Mam takie samo zdanie jak te 5 lat temu które wykopałeś i uważasz to za obciążający mnie dowód. Jestem jednym z nielicznych którzy nie mieli żadnych problemów z GfWL (w przeciwieństwie do Steama, Origina, uPlaya czy GOGa) i według mnie była to całkiem spoko platforma ale rozumiem że inni nie mieli z nią tyle szczęścia co ja. Zdechło bo MS nie ogarnął i tyle. Nie ma co drążyć. Steamek jest spoko, ma swoje problemy ale nie ma lepszej platformy obecnie. Epic Store to jest jakiś żart. GfWL było super w porównaniu do tego syfu.
Jakby Epic Store był realną konkurencją to nie byłoby powodów żeby go tak hejtować.
*dlatego.
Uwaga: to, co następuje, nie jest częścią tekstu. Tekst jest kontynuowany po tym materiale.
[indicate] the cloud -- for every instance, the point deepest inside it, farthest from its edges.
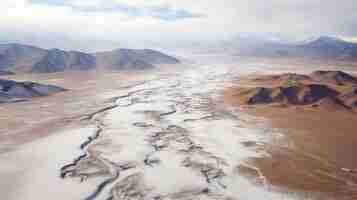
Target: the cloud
(162, 12)
(143, 23)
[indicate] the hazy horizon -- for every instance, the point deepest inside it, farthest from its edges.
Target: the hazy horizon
(97, 25)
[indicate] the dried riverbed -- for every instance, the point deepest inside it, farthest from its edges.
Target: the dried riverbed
(169, 137)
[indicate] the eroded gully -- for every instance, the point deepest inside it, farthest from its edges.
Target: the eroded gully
(171, 138)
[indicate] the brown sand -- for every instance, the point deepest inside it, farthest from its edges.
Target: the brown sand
(317, 153)
(25, 121)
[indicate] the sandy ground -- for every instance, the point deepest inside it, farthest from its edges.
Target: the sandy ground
(316, 152)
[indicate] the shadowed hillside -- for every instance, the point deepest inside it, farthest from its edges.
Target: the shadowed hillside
(24, 58)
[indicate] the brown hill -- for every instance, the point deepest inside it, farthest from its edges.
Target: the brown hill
(296, 95)
(328, 89)
(334, 77)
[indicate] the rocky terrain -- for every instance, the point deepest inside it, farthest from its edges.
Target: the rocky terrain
(319, 89)
(24, 58)
(315, 113)
(12, 91)
(323, 49)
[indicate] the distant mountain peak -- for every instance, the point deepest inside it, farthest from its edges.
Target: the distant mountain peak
(323, 40)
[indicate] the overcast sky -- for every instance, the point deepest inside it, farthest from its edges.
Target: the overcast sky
(105, 24)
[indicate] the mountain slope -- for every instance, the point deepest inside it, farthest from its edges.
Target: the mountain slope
(12, 91)
(133, 59)
(57, 60)
(326, 48)
(24, 58)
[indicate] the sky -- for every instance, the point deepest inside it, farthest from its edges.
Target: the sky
(106, 24)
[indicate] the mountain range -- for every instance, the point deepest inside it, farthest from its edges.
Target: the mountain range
(325, 48)
(26, 58)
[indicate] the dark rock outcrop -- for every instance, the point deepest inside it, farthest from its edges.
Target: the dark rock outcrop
(334, 77)
(133, 59)
(296, 95)
(330, 89)
(6, 73)
(12, 91)
(24, 58)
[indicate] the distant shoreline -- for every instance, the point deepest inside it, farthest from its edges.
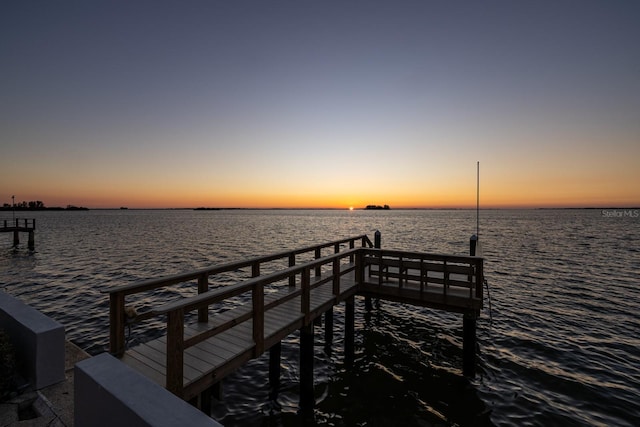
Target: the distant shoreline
(3, 209)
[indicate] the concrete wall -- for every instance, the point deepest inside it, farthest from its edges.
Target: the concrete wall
(38, 341)
(108, 392)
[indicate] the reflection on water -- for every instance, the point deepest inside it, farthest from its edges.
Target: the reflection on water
(562, 348)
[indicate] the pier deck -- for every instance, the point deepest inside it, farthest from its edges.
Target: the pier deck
(196, 353)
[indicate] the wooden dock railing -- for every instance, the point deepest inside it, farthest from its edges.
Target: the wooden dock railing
(18, 224)
(192, 357)
(440, 280)
(177, 343)
(118, 295)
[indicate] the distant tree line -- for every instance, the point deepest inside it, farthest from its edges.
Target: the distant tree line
(37, 205)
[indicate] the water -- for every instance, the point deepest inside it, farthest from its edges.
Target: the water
(561, 345)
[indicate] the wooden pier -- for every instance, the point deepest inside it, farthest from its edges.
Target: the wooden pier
(17, 226)
(216, 330)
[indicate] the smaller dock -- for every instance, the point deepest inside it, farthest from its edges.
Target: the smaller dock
(215, 331)
(17, 226)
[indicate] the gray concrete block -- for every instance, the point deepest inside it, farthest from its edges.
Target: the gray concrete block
(108, 392)
(38, 341)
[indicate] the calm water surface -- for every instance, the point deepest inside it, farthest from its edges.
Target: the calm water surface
(560, 345)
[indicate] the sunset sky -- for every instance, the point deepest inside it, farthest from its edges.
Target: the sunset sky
(320, 103)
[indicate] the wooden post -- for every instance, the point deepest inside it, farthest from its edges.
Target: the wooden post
(307, 398)
(336, 277)
(349, 323)
(116, 324)
(292, 262)
(258, 319)
(318, 254)
(473, 242)
(205, 401)
(328, 330)
(305, 299)
(203, 286)
(352, 245)
(469, 345)
(377, 243)
(274, 370)
(175, 351)
(377, 239)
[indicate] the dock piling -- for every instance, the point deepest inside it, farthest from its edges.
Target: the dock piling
(469, 345)
(328, 330)
(274, 370)
(307, 398)
(349, 324)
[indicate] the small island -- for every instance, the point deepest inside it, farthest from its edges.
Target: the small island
(37, 205)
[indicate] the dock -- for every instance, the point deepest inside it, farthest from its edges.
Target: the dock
(17, 226)
(215, 331)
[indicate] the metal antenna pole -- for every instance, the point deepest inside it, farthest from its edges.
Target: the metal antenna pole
(478, 201)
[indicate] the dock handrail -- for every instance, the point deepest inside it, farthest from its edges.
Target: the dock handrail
(117, 294)
(456, 270)
(175, 311)
(26, 224)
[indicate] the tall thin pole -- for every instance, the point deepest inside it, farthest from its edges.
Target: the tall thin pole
(478, 201)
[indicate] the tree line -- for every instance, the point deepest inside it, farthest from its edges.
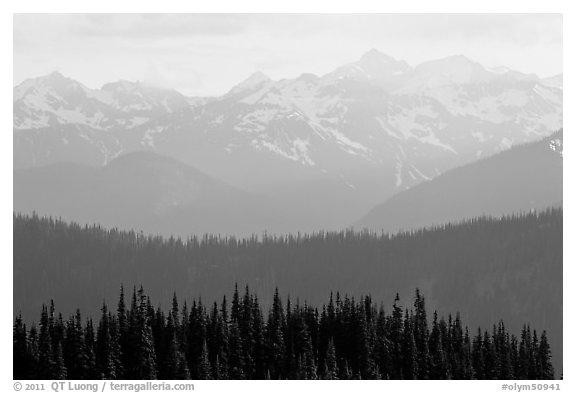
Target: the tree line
(344, 339)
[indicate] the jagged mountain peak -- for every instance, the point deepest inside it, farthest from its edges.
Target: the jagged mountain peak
(254, 81)
(54, 81)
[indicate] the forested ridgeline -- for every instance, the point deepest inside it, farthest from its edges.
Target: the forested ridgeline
(345, 339)
(486, 268)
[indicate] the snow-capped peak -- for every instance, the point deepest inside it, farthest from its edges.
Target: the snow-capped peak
(254, 81)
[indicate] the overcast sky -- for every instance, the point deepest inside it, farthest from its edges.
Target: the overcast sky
(206, 54)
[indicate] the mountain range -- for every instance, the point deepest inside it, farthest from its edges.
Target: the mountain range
(325, 149)
(523, 178)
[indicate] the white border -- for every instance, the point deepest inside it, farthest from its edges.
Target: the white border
(242, 6)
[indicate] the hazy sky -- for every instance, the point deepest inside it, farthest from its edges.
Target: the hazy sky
(206, 54)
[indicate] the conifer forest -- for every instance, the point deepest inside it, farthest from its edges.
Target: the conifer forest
(345, 339)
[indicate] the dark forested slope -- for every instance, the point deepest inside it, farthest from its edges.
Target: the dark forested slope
(345, 339)
(486, 268)
(519, 179)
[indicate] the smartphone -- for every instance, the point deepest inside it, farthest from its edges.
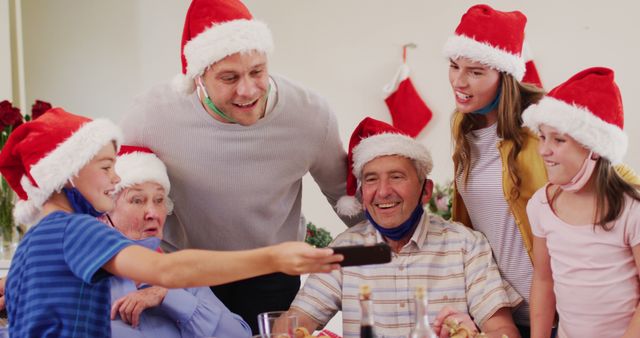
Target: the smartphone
(364, 254)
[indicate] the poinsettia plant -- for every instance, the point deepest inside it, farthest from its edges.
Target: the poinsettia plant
(10, 119)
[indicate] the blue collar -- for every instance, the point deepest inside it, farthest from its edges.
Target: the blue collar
(79, 203)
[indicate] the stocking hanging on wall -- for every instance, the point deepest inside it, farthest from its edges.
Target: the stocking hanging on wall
(531, 75)
(408, 111)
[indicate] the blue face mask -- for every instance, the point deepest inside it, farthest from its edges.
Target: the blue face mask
(492, 105)
(152, 243)
(209, 103)
(401, 230)
(79, 203)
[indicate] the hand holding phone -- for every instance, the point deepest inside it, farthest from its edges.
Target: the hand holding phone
(364, 254)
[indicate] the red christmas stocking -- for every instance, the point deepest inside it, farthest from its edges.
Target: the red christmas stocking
(408, 111)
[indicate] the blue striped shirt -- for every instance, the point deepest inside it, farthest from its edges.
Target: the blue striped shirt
(56, 287)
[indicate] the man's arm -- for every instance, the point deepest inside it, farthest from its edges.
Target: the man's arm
(501, 323)
(329, 168)
(189, 268)
(542, 301)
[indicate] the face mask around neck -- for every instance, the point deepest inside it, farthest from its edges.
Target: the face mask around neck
(582, 176)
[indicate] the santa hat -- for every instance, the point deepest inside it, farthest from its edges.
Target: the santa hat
(372, 139)
(587, 107)
(42, 155)
(491, 37)
(213, 30)
(531, 75)
(138, 165)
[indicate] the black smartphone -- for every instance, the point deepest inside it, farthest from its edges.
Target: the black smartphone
(364, 254)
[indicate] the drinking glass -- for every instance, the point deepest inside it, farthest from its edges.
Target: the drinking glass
(277, 322)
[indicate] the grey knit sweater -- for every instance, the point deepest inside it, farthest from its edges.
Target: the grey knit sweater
(239, 187)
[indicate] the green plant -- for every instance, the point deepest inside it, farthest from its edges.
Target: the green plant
(441, 200)
(317, 237)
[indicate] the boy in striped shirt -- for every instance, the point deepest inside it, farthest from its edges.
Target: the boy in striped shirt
(452, 262)
(61, 166)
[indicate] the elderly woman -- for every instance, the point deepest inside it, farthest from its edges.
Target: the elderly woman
(140, 310)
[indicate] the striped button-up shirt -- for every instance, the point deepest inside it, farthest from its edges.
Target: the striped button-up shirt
(453, 263)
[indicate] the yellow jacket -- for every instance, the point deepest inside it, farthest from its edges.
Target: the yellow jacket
(533, 176)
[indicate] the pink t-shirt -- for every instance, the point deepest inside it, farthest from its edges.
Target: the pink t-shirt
(594, 273)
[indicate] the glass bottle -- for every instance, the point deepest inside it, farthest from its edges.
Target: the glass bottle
(366, 308)
(422, 329)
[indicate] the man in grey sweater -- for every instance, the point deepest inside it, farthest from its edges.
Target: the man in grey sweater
(237, 142)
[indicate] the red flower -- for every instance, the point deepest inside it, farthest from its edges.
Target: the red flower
(9, 116)
(39, 108)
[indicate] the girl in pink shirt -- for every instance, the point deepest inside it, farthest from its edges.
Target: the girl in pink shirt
(586, 220)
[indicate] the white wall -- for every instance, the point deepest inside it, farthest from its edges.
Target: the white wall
(6, 88)
(93, 56)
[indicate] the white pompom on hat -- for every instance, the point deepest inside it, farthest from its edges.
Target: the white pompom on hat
(137, 165)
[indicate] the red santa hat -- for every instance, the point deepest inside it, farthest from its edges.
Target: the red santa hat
(491, 37)
(587, 107)
(372, 139)
(213, 30)
(42, 155)
(138, 165)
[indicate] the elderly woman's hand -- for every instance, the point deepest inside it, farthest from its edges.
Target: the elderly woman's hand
(130, 307)
(296, 258)
(452, 323)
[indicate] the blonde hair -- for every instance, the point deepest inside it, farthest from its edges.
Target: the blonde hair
(610, 191)
(515, 98)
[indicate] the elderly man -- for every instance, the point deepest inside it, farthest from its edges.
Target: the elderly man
(237, 142)
(140, 310)
(451, 261)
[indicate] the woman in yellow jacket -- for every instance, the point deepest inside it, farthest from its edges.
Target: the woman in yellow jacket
(497, 165)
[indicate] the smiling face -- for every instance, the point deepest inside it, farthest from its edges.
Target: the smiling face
(97, 179)
(391, 189)
(238, 86)
(563, 156)
(474, 84)
(140, 211)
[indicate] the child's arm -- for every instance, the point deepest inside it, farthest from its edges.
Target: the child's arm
(633, 330)
(542, 301)
(190, 268)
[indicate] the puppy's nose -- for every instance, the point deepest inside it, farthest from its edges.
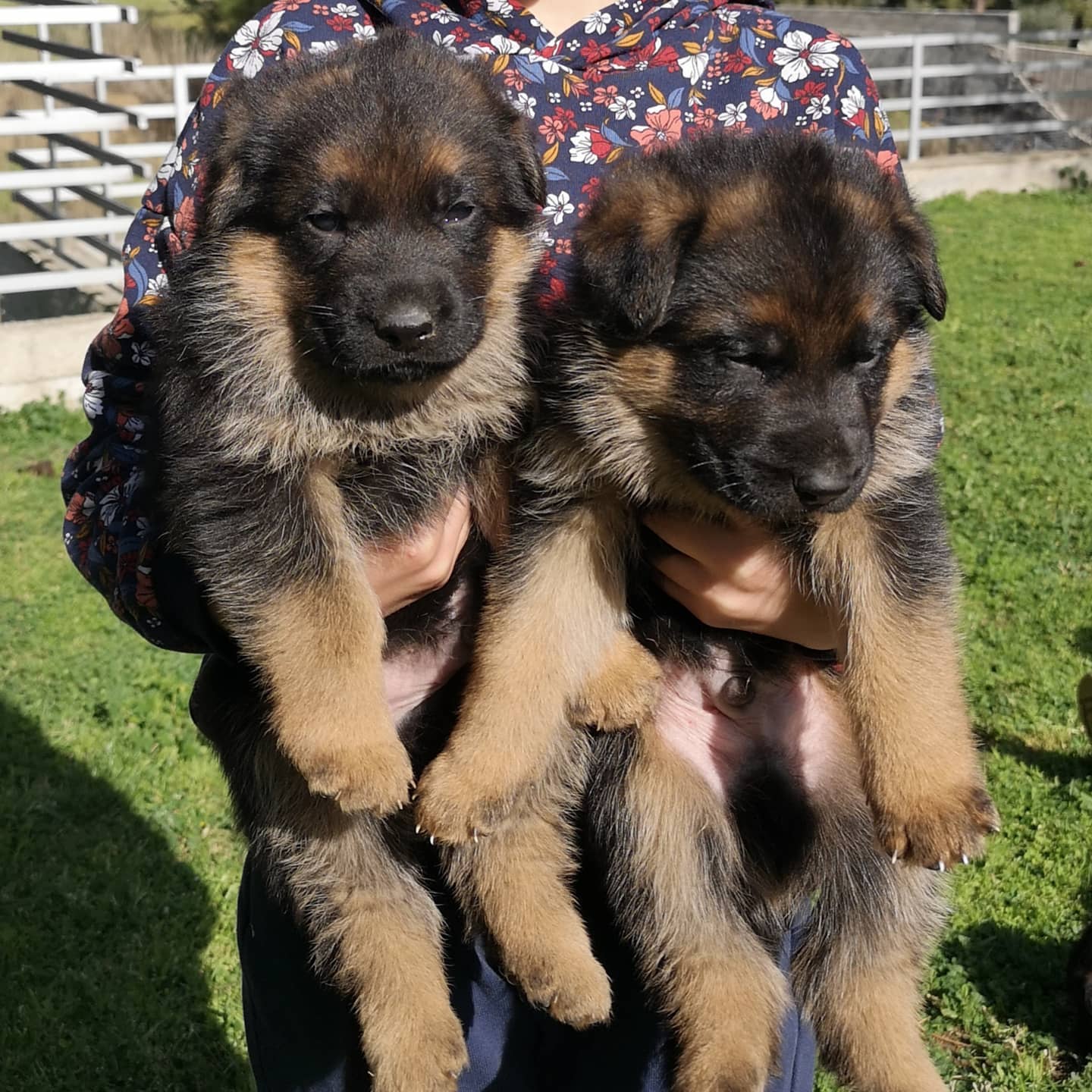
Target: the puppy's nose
(821, 486)
(405, 327)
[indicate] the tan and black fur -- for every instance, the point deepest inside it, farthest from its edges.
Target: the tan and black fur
(342, 350)
(747, 334)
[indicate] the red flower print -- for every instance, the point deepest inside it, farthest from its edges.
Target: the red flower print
(811, 89)
(767, 103)
(555, 127)
(736, 61)
(887, 161)
(663, 126)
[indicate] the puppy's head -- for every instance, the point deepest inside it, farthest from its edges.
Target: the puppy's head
(389, 190)
(761, 300)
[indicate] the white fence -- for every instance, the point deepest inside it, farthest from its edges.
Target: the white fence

Forma której użyłeś pasowałaby do innego zdania np. "dla tego przysmaku sławnej cukierni specjalnie nadłożyłem drogi".
dzięki temu generuje wejścia na stronę i wyświetlenia reklam :)
Jakich reklam?
Nie chcę bronić kęsika, ale kurcze, z tym GfWL rzeczywiście żadnych problemów nigdy nie miałem.
@lee32147
Kęsik w nowszych postach zmienił narrację. Jeszcze niedawno wychwalał jakich ta platforma funkcji nie ma, jaki to steam jest prokonsumencki i takie tam.
@kesik
Powiedz mi, co się takiego zmieniło na steamie (na plus oczywiście) przez te 5 lat, że nagle ta syfista platforma stała się tą najlepszą? Przecież już wtedy był tak lubiany przez wielu steam workshop, steam cloud, big picture i inne tego typu bzdety. Nawet ten paskudny design strony został praktycznie niezmieniony. Przez ten czas valve zdążyło jedynie zerżnąć chat z discorda, wywalić steam greenlight i zastąpić go steam direct, co spowodowało pojawienie się masy gniotów oraz dodać zwroty, ale do tego zostali zmuszeni przez Unię, więc tego nie liczę. Naprawdę nie widzę powodów do tak nagłego zmiany zdania, zwłaszcza, że obecnie steam jest jeszcze większym syfem niż był kiedyś.
@Cziczaki
Ja za to miałem masę problemów i to tylko z jedną grą. Potem unikałem GfWL jak ognia. Na szczęście stosunkowo mało gier miało ten badziew.
Kęsik w nowszych postach zmienił narrację. Jeszcze niedawno wychwalał jakich ta platforma funkcji nie ma, jaki to steam jest prokonsumencki i takie tam.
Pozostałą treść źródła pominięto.